CUMBERLAND ISLAND, Ga. – A 15-year-old right whale named Nimbus is now free from being entangled in a fishing rope. Nimbus was spotted by a Florida Fish and Wildlife Conservation Commission whale survey aircraft entangled 13 miles east of Jekyll Island, Georgia.

Trained responders working from boats used special tools to remove 375 feet of 11/16 inch diameter synthetic rope that was passing through the whale’s mouth, dragging hundreds of feet behind its flukes. Responders were unable to remove a short segment of rope that was passing through the whale’s mouth, but the whale should be able to shed the remaining rope on his own in time.
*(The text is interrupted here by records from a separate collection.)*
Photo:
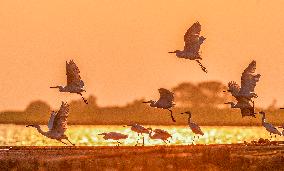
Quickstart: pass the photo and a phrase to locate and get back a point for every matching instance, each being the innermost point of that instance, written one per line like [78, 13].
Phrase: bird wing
[166, 97]
[60, 120]
[234, 88]
[243, 103]
[73, 74]
[191, 38]
[249, 79]
[51, 120]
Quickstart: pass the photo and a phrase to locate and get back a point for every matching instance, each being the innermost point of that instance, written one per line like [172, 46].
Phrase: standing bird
[74, 81]
[192, 42]
[245, 93]
[57, 124]
[140, 130]
[165, 101]
[193, 126]
[114, 136]
[244, 105]
[268, 126]
[160, 134]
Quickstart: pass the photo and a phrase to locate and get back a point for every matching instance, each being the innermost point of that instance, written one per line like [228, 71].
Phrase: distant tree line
[205, 100]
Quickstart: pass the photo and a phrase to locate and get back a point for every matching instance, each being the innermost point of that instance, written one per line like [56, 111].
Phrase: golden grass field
[221, 148]
[87, 135]
[193, 157]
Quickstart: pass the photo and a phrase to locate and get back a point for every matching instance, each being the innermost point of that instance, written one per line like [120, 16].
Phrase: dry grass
[198, 157]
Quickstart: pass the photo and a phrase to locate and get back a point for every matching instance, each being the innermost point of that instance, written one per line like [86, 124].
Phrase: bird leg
[173, 119]
[70, 141]
[85, 101]
[202, 67]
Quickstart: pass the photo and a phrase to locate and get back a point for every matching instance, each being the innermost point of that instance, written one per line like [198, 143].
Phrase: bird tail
[202, 67]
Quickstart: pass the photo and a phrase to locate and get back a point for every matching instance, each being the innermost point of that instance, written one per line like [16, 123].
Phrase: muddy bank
[193, 157]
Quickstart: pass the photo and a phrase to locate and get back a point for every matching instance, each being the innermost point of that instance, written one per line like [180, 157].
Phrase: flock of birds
[57, 123]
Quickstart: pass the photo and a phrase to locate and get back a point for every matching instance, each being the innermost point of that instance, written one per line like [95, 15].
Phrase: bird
[159, 134]
[245, 93]
[193, 126]
[248, 83]
[268, 126]
[74, 81]
[244, 105]
[165, 101]
[139, 129]
[192, 42]
[114, 136]
[57, 125]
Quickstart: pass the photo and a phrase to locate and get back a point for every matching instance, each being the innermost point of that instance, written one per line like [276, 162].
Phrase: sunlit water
[87, 135]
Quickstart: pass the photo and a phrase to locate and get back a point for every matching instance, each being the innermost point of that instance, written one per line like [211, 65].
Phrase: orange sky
[121, 47]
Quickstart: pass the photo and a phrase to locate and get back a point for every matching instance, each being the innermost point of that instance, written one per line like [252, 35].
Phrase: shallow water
[87, 135]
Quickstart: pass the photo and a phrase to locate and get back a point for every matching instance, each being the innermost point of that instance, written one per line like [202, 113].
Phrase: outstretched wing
[234, 88]
[166, 97]
[73, 74]
[249, 79]
[60, 120]
[192, 41]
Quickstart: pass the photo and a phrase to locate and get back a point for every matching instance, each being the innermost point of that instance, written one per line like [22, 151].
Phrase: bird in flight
[165, 101]
[57, 124]
[245, 93]
[74, 81]
[159, 134]
[192, 43]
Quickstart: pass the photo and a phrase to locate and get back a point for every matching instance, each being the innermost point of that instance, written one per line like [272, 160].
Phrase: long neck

Nimbus was last seen swimming south, 9 miles east of Cumberland Island, Georgia. Fishing rope entanglements are the leading cause of North Atlantic right whale deaths and injury. It’s one of the biggest challenges facing the species’ survival.

Investigators with NOAA will work to determine the fishery rope’s origin. The Georgia Department of Natural Resources along with the Clearwater Marine Aquarium Research Institute, Florida Fish and Wildlife Conservation Commission, NOAA Fisheries and Song of the Whale all worked to respond to the disentanglement.

Nimbus is a male Atlantic right whale, named for the cloud-like scars on his lips that predate this entanglement.